Friday, 28 August 2020

Clean up LIC of India's Balance Sheet for its IPO!

 Source: https://www.hindustantimes.com/business-news/india-to-hire-deloitte-sbi-caps-to-help-lic-prepare-for-ipo/

India to hire Deloitte, SBI caps to help LIC prepare for IPO

The coronavirus pandemic has prompted the administration to boost market borrowing as revenue slumped following a nationwide lockdown.

BUSINESS Updated: Aug 22, 2020 09:59 IST

Bloomberg| Posted by Susmita Pakrasi
Bloomberg| Posted by Susmita Pakrasi
Bloomberg
The government will soon invite bids seeking firms to value LIC, the people said asking not to be identified citing rules on speaking to the media.(REUTERS)

India is poised to hire Deloitte Touche Tohmatsu India Ltd. and SBI Capital Markets Ltd. to help Life Insurance Corp. of India prepare for an initial share sale, people with knowledge of the matter said.

The advisers will help evaluate the capital structure of India’s biggest insurer as well as aid the company in reworking its financial statement, according to a tender document issued in June. The government will soon invite bids seeking firms to value LIC, the people said asking not to be identified citing rules on speaking to the media.
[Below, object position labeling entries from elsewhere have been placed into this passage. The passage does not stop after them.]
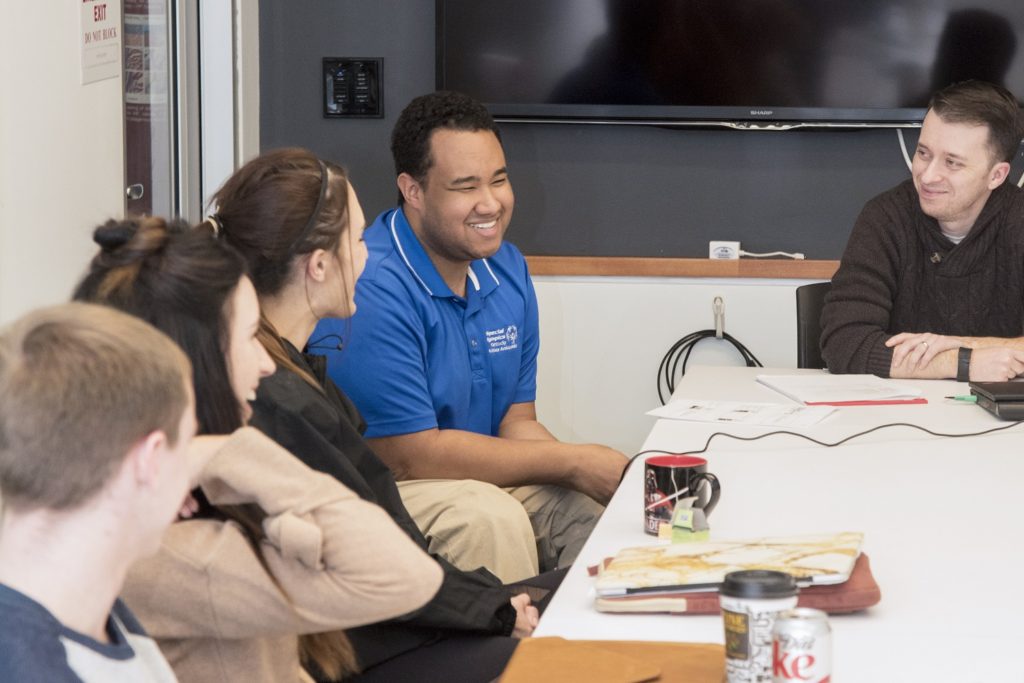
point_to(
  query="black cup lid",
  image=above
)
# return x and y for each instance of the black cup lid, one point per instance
(759, 584)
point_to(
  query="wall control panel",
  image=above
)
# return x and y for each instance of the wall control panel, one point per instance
(352, 87)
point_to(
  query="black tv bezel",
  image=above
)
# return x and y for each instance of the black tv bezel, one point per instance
(752, 117)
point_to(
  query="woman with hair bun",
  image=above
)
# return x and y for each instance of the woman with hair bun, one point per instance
(270, 560)
(298, 223)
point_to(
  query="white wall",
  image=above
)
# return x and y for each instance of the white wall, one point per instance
(61, 157)
(602, 340)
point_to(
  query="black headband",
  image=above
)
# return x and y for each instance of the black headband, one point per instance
(315, 214)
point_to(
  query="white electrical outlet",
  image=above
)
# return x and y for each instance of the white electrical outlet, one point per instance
(726, 250)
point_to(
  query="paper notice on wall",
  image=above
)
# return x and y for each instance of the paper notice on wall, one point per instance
(100, 36)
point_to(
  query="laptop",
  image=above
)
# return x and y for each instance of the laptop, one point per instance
(1004, 399)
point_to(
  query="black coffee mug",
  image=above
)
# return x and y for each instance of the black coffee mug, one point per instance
(668, 478)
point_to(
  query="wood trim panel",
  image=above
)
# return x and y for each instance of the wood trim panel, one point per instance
(681, 267)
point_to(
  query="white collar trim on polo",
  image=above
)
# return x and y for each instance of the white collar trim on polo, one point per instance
(469, 269)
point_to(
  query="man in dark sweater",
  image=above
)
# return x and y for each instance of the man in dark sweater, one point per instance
(932, 281)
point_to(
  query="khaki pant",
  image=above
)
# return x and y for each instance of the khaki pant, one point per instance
(514, 532)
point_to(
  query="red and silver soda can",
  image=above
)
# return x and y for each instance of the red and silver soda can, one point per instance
(802, 646)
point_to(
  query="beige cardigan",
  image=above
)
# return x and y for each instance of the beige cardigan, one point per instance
(339, 562)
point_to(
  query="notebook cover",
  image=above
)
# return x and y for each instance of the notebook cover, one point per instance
(826, 558)
(859, 592)
(614, 662)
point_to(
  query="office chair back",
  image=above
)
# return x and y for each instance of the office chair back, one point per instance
(810, 300)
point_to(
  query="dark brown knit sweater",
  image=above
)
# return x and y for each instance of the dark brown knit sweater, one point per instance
(889, 281)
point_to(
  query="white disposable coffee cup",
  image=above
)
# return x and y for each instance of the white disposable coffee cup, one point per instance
(751, 600)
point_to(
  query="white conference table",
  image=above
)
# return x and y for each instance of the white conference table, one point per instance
(943, 523)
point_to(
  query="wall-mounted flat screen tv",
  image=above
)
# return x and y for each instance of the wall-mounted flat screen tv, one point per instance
(811, 61)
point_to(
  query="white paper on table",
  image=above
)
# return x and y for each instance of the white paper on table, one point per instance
(734, 412)
(840, 388)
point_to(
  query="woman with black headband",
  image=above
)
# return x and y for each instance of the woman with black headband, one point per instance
(254, 584)
(298, 223)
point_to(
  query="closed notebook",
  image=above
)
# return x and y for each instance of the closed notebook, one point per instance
(814, 559)
(858, 592)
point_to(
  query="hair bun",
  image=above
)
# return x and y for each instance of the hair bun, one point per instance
(113, 235)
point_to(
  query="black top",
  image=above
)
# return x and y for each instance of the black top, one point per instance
(325, 430)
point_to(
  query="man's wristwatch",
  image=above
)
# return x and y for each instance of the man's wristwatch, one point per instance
(964, 365)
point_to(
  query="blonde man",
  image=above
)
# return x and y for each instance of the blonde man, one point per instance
(96, 416)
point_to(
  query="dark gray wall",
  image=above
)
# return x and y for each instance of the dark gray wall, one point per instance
(581, 189)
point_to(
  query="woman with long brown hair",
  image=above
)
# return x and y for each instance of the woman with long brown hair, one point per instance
(271, 560)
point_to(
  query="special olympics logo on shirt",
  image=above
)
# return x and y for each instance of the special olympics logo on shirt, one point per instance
(503, 339)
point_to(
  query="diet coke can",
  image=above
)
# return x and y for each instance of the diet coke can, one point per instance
(802, 646)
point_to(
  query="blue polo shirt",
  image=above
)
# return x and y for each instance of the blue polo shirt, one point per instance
(416, 356)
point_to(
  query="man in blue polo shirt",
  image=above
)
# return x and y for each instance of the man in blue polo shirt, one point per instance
(441, 355)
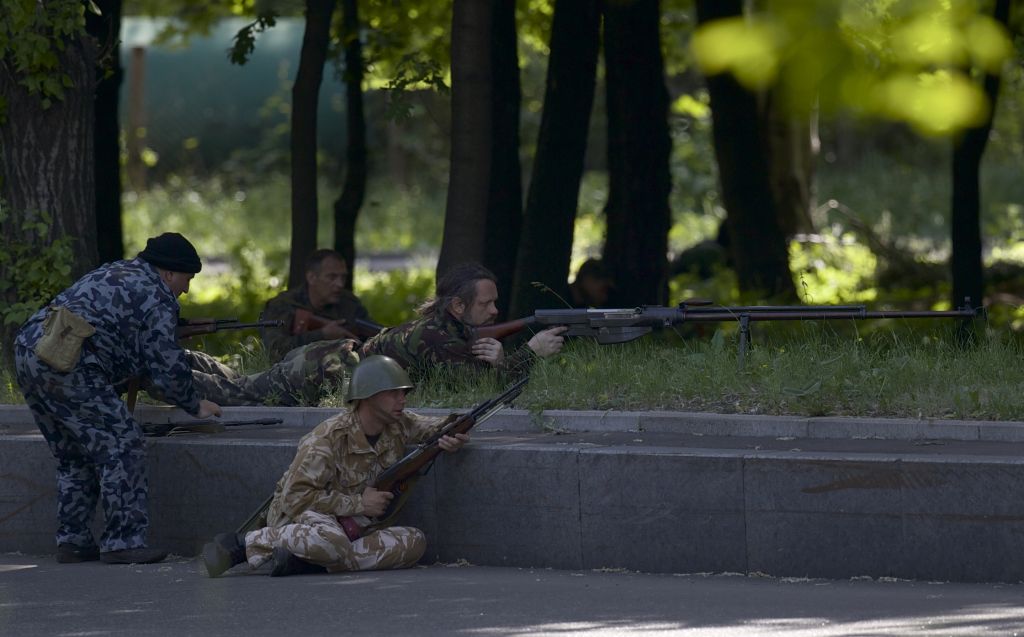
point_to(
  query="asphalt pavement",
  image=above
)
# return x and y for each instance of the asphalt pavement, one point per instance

Prime Minister Narendra Modi’s government is keen to go ahead with the initial public offering -- potentially India’s biggest -- to help plug a widening budget gap. The coronavirus pandemic has prompted the administration to boost market borrowing as revenue slumped following a nationwide lockdown.

A spokesperson for the Ministry of Finance couldn’t immediately be reached outside business hours.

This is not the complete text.